OXPHOS complexes are copreserved with limited subunit exchange for months. (A) Total cross-links within individual OXPHOS complexes are predominantly between two peptides of the same isotope build (new-new or old-old). Cross-links between OXPHOS complexes and other mitochondrial proteins are mostly between new-new or new-old peptides but are rarely formed between two old peptides. (B) Inter- and self- (nonoverlapping peptides) cross-links identified in new and old complex II mapped to high-resolution protein structures (Protein Data Bank [PDB] accession no. 1ZOY). No cross-links were identified between old-old or old-new complex II proteins.
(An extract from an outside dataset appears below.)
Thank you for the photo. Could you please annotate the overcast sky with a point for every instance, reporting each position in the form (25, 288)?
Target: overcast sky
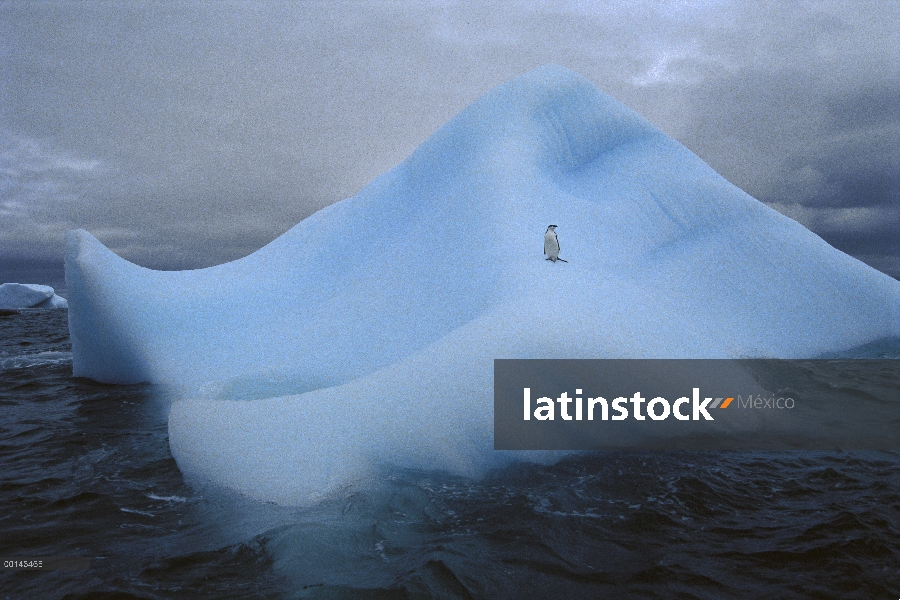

Yellow structure illustrates complex build from old, ¹⁴N, peptides; blue structure illustrates complex build from new, ¹⁵N peptides. (C) Inter- and self- (nonoverlapping peptides) cross-links identified in new and old complex V mapped to high-resolution protein structures (PDB accession no. 6J5I). Only two cross-links of mixed isotypes were identified (teal). (D) PDB structure of complexes I (accession no. 6G2J), III (accession no. 1BGY), and IV (accession no. 3X2Q), which can assemble into respirasome supercomplexes. Inter- and self- (nonoverlapping peptides) cross-links between new or old proteins, as well as intercomplex cross-links, are shown. Blue indicates cross-links between two new peptides, and teal represents cross-links between new and old peptides. Dotted line represents a cross-link between complex I and IV, which is outside of cross-linker constraints. Maps were generated in XIView. n = 2 mice. See also Fig. S6.

Figure S6.

Assembled OXPHOS complexes are copreserved with limited subunit exchange for months. Related to Fig. 5. (A) Overview of inter- and self (overlapping and nonoverlapping) cross-links between subunits of OXPHOS complexes. (B) Histogram of cross-link distances shown in angstroms extracted from cross-links mapped to high-resolution structures of complexes I–V. A and B, n = 2 mice.